Palmério Dória (1948 – 31 March 2023) was a Brazilian journalist and writer, director of Sexy magazine and author of a number of books.

Dória was born in Santarém and raised in Belém by a priest. He moved to the South of Brazil and started working as a journalist, working at press vehicles such as Folha de S.Paulo, O Estado de S. Paulo and Caros Amigos magazine.
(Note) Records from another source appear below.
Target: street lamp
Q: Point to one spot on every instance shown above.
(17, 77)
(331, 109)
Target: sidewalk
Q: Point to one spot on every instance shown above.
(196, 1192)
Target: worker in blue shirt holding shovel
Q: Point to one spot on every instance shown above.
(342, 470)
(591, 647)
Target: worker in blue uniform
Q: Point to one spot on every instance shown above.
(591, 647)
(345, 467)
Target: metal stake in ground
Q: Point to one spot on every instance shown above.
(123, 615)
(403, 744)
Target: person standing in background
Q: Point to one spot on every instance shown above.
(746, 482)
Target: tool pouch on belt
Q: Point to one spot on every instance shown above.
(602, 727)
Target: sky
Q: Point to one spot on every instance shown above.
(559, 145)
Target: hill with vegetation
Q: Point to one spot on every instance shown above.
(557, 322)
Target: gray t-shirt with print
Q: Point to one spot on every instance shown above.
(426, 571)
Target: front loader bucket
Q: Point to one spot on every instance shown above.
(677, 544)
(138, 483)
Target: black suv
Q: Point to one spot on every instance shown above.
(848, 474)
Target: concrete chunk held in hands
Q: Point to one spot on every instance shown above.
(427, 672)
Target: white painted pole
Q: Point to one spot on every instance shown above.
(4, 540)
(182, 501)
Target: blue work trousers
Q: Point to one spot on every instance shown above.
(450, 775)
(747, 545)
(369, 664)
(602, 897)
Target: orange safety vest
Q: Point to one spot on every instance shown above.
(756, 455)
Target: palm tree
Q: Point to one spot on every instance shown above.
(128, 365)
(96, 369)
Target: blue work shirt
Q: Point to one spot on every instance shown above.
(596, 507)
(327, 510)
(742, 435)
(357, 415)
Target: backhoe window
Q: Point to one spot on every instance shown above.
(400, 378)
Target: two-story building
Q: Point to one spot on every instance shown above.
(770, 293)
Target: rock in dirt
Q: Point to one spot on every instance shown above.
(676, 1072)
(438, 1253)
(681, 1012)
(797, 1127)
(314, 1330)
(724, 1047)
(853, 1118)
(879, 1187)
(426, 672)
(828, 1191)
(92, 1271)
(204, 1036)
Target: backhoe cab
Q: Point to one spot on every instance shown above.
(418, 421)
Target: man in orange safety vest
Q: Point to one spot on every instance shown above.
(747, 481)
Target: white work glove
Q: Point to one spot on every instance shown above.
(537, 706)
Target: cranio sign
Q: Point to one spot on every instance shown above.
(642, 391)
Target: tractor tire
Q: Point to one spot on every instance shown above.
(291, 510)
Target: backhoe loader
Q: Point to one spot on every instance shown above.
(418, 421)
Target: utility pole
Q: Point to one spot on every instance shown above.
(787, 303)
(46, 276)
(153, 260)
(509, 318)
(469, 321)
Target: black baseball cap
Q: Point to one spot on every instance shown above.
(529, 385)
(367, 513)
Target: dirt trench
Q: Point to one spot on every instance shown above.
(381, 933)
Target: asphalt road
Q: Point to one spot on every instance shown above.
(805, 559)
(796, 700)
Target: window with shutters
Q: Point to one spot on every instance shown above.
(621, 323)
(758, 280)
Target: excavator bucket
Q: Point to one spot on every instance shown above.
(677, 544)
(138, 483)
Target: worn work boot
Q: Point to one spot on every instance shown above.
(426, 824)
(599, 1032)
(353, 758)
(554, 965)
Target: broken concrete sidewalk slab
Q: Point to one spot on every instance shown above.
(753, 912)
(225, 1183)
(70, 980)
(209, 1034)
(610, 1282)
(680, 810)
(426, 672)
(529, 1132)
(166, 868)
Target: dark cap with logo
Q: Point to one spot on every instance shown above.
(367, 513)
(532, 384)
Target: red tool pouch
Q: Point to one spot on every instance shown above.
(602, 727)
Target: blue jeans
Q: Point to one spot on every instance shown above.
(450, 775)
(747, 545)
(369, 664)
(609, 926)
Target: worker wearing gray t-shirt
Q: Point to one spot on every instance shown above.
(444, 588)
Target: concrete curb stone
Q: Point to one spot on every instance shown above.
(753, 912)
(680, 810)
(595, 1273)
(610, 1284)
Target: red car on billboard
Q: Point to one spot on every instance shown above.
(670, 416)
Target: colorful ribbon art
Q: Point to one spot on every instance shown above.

He was chief-of-reportage of Rede Globo until 1992, when he took over Sexy magazine.

Dória died of sepsis in São Paulo on 31 March 2023, at the age of 74.

== Books ==
Dória published, among others, the following books:
- Mataram o Presidente – Memórias do pistoleiro que mudou a História do Brasil (1976; translates as "They Killed the President – Memoirs of the gunman who changed the history of Brazil), which deals with the historical moment started with Getúlio Vargas suicide;
- A Guerrilha do Araguaia (1978; translates as "Araguaia Guerrilla"), a report on the communist reaction quelled by the Brazilian military dictatorship.
- Evasão de Privacidade (2001; translates as "Evasion of Privacy"), which compiles a number of interviews with famous women published on Sexy magazine.
- A candidata que virou picolé (2002; translates as "The candidate that turned into ice pop"), which reports the brief candidacy of Roseana Sarney for president.
- Honoráveis Bandidos ─ Um Retrato do Brasil na Era Sarney (2009; translates as Honorable Criminals – A picture of Brazil during Sarney Era), about the power of the Sarney family on the Brazilian state of Maranhão.
- O Príncipe da Privataria – a história secreta de como o Brasil perdeu seu patrimônio e Fernando Henrique Cardoso ganhou sua reeleição (Geração Editorial, 2013; translates as "The Prince of Privatary – the secret history of how Brazil lost its patrimony and Fernando Henrique Cardoso won his reelection), about the FHC era.